An effort by three Texas-based scholars involved in a global movement to diversify the works of William Shakespeare is growing, with more performances and a second volume of plays.
Why it matters: The scholars are making Shakespeare more accessible to U.S.-Mexico border communities and beyond.
Zoom in: “The Bard in the Borderlands: An Anthology of Shakespeare Appropriations en La Frontera, Volume 2” was released yesterday and contains four plays.
- The plays tackle Shakespeare’s complex treatment of comedy and reimagine “The Merchant of Venice,” “The Winter’s Tale,” “Measure for Measure,” and “The Comedy of Errors.”
Catch up quick: The three scholars, Kathryn Vomero Santos of Trinity University and Katherine Gillen and Adrianna M. Santos of Texas A&M University-San Antonio, last year were awarded a $500,000 grant from the Mellon Foundation to examine Shakespeare through a Chicano studies lens.
- “The Bard in the Borderlands: An Anthology of Shakespeare Appropriations en La Frontera, Volume 1″ was published in May 2023.
Zoom in: Like the first volume, the new one retells Shakespeare’s work through Latino and Indigenous lenses.

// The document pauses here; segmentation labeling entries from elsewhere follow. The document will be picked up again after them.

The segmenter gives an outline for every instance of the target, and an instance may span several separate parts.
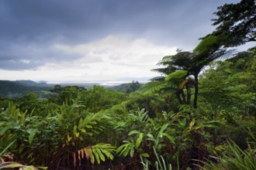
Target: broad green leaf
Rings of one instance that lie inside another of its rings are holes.
[[[28,131],[29,133],[29,144],[31,144],[33,142],[33,140],[34,139],[34,137],[37,132],[37,129],[29,129]]]
[[[5,126],[2,129],[1,129],[0,134],[4,134],[5,133],[5,131],[7,131],[9,130],[9,128],[10,127],[9,127],[9,126]]]
[[[137,130],[133,130],[133,131],[131,131],[128,134],[128,135],[130,136],[130,135],[132,135],[132,134],[140,134],[140,131],[137,131]]]
[[[74,125],[73,127],[73,134],[74,134],[74,136],[76,135],[76,133],[77,133],[77,128],[78,128],[77,125]]]
[[[133,155],[134,155],[134,148],[133,147],[131,147],[130,148],[130,158],[133,158]]]
[[[78,126],[78,131],[80,131],[82,124],[83,124],[83,119],[81,117],[80,120],[79,120]]]
[[[95,148],[99,155],[99,158],[102,160],[102,162],[105,162],[105,156],[104,155],[102,154],[102,152],[101,151],[101,149],[96,148]]]
[[[168,75],[165,77],[165,80],[184,79],[187,75],[188,75],[188,72],[185,70],[177,70]]]
[[[80,129],[80,131],[81,131],[81,132],[83,132],[83,133],[85,133],[85,132],[86,132],[85,129],[84,129],[84,128]]]
[[[70,141],[72,139],[72,137],[71,137],[69,134],[67,134],[67,141]]]
[[[173,138],[173,137],[171,137],[171,135],[167,134],[165,134],[165,133],[164,133],[163,134],[164,134],[164,136],[166,136],[172,144],[175,144],[175,140],[174,140],[174,138]]]
[[[191,128],[195,124],[195,118],[193,117],[189,124],[189,129],[191,129]]]
[[[149,158],[149,155],[147,153],[143,153],[140,155],[142,157],[145,157],[145,158]]]
[[[169,126],[169,124],[164,124],[160,129],[159,134],[161,134],[164,132],[164,131]]]
[[[88,151],[89,155],[90,155],[91,162],[92,162],[92,164],[94,164],[94,162],[95,162],[95,158],[94,158],[94,155],[93,155],[93,153],[92,153],[92,148],[88,148]]]
[[[95,155],[95,157],[96,158],[97,163],[99,164],[100,160],[99,160],[99,156],[98,155],[98,152],[96,151],[95,148],[92,148],[92,150],[93,155]]]
[[[144,134],[143,133],[140,133],[139,134],[139,138],[136,140],[136,148],[138,148],[141,141],[142,141],[142,139],[143,139],[143,136],[144,136]]]

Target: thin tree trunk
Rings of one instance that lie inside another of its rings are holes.
[[[194,75],[194,76],[195,76],[195,95],[194,95],[193,107],[194,107],[194,108],[196,108],[197,107],[197,95],[199,94],[199,79],[198,79],[198,75]]]

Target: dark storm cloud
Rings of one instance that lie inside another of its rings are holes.
[[[2,0],[0,69],[33,69],[78,59],[81,56],[64,54],[53,46],[86,43],[109,35],[188,49],[212,31],[211,14],[224,2],[230,1]]]

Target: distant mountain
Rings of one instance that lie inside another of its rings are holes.
[[[120,91],[129,94],[130,93],[133,93],[139,90],[142,85],[143,84],[140,83],[137,81],[136,82],[133,81],[132,83],[122,83],[118,86],[110,87],[108,87],[107,89],[110,90]]]
[[[16,82],[22,85],[30,86],[30,87],[47,87],[47,86],[49,86],[49,84],[47,84],[44,81],[40,81],[40,83],[36,83],[36,82],[34,82],[32,80],[16,80],[14,82]]]
[[[38,85],[30,80],[0,80],[0,95],[8,98],[17,98],[29,93],[35,93],[39,97],[43,97],[43,90],[50,90],[51,87]]]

- The latest book contains Lydia G. Garcia and Bill Rauch’s bilingual “La Comedia of Errors,” which uses humor while tackling the separation of families at the U.S.–Mexico border.
The intrigue: The first volume is already being taught at two Canadian universities and all over the U.S., including at the University of Kentucky and Princeton University.
- “I think that is a testament to the types of plays that are in the anthology … but also gives a sense that people are really hungry for a way to teach and engage with Shakespeare that reflects their students and their students’ identities,” Kathryn Vomero Santos tells Axios Latino.
Zoom out: Gillen tells Axios a Shakespeare borderland conference held in San Antonio in March attracted 200 teachers, students, artists and theater practitioners.
- “We’ve been able to see what happens when these plays really come to life.”
- Adrianna M. Santos says her favorite part of that conference was seeing a student production of “Romeo and Juliet” set in their hometown in the South Texas Valley.
- “I just could see them taking the frame of Shakespeare and doing their own thing with it, and it made me very proud of them.”
What we’re watching: The scholars are planning a third volume and more events in Texas.
Editor’s note: This story has been corrected to reflect that the three scholars are Texas-based (not all Latinas).